Cette petite oliveraie, connue sous le nom de « Piana degli Ulivi » (Plaine des Oliviers), compte moins de 250 arbres, dont certains ont près de 500 ans et sont considérés comme des monuments archéologiques naturels. Contrairement à de nombreux autres sites classés par l'UNESCO, la Piana degli Ulivi est unique en ce sens qu'elle est restée productive tout au long de son existence et l'est encore aujourd'hui.
L'oliveraie est située juste à l'extérieur de la ville de Melendugno et les autorités locales des Pouilles et de Melendugno menacent de saisir la Cour constitutionnelle italienne si le gazoduc est mis en service. Elles affirment n'avoir pas été consultées par le gouvernement de Rome avant le lancement du projet et soulignent que la Constitution stipule que les projets de gazoducs internationaux tels que le TAP nécessitent légalement l'accord des autorités régionales.
Parmi les autres groupes susceptibles de s'opposer au projet de gazoduc figurent les agriculteurs et les producteurs d'huile de la région, ainsi que les acteurs des secteurs agricoles et touristiques locaux (le TAP traverserait le front de mer très fréquenté de San Foca, sur la côte du Salento).
Bien que le gazoduc proposé ne traverse la Piana degli Ulivi que sur les huit derniers kilomètres de sa longueur totale de 877 kilomètres, cela impliquerait la destruction de l’oliveraie principale et le déplacement et la replantation des 10 000 autres arbres — un accord négocié directement entre les promoteurs et les autorités romaines.
Les habitants craignent que les arbres ne survivent pas au déplacement et risquent de contracter la Xylella fastidiosa. Plus tôt cette année, l’Autorité européenne de sécurité des aliments a identifié cette souche bactérienne comme particulièrement mortelle pour les oliviers ; elle a déjà causé la mort de plus d’un million d’arbres dans la région. Par le passé, les plans d’éradication de la maladie impliquaient la destruction de tous les arbres situés dans un rayon de 100 mètres autour des plantes touchées.
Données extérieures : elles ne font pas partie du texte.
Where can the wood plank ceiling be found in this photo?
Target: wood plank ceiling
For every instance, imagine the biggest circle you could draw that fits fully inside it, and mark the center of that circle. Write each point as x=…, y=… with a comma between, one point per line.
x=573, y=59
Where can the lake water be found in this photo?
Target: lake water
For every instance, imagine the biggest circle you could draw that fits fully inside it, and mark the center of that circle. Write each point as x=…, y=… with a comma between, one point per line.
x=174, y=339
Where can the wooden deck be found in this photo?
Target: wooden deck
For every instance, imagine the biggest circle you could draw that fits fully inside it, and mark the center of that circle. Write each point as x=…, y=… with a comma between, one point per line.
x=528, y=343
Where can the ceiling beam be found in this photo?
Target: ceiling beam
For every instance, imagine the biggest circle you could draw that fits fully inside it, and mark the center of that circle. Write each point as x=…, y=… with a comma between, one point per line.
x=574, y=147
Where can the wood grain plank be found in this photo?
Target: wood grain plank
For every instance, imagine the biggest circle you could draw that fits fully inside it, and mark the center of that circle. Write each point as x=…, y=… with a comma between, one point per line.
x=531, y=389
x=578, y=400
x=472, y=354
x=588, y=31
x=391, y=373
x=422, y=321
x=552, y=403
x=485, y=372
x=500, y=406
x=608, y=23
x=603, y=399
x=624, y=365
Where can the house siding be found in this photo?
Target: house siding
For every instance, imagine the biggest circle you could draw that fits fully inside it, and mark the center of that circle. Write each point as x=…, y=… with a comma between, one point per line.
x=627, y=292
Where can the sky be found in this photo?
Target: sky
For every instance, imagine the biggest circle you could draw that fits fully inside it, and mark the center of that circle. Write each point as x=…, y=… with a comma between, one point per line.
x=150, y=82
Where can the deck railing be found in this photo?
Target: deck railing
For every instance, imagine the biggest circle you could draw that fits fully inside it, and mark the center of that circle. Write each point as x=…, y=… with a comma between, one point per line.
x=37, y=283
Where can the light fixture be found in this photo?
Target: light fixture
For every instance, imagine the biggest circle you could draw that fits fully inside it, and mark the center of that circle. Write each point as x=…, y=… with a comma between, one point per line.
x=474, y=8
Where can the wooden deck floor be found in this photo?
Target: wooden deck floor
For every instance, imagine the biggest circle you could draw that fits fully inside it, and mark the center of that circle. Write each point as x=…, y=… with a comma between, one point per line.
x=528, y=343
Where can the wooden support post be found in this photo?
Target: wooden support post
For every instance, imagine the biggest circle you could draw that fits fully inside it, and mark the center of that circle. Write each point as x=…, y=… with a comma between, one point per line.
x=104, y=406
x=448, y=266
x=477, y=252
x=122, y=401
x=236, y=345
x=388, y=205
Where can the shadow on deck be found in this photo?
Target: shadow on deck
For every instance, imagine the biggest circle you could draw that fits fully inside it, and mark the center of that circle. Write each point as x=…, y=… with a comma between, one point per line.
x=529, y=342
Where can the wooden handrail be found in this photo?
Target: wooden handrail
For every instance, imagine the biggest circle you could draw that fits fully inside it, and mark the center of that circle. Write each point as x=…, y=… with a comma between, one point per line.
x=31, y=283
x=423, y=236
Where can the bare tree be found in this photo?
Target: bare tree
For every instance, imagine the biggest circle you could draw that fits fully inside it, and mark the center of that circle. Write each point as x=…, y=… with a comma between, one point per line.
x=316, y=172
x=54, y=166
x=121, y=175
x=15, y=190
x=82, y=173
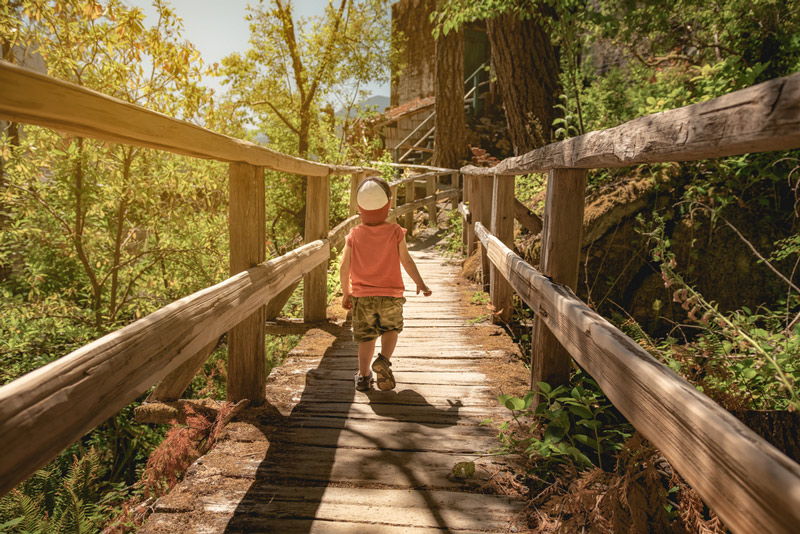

Le 4 décembre, un référendum a été proposé par le Premier ministre italien Matteo Renzi pour réformer la Constitution italienne, opposant directement les autorités locales et nationales dans une lutte pour le pouvoir. Le référendum a été rejeté à une large majorité, laissant aux Pouilles et à Melendugno le droit d’empêcher le TAP d’avancer davantage.
Malgré cela, le consortium à l'origine du gazoduc (qui comprend des entreprises belges, espagnoles et suisses) est convaincu que le projet se poursuivra comme prévu, la seule conséquence à laquelle il s'attend étant un raccourcissement du calendrier.
Toutefois, si le projet ne démarre pas d’ici avril prochain, il devra attendre novembre 2017. Les autorités locales ont décidé que ce serait la prochaine période disponible, lorsque les 10 000 oliviers entreront dans une phase de croissance ralentie, ce qui permettra de les déplacer en toute sécurité.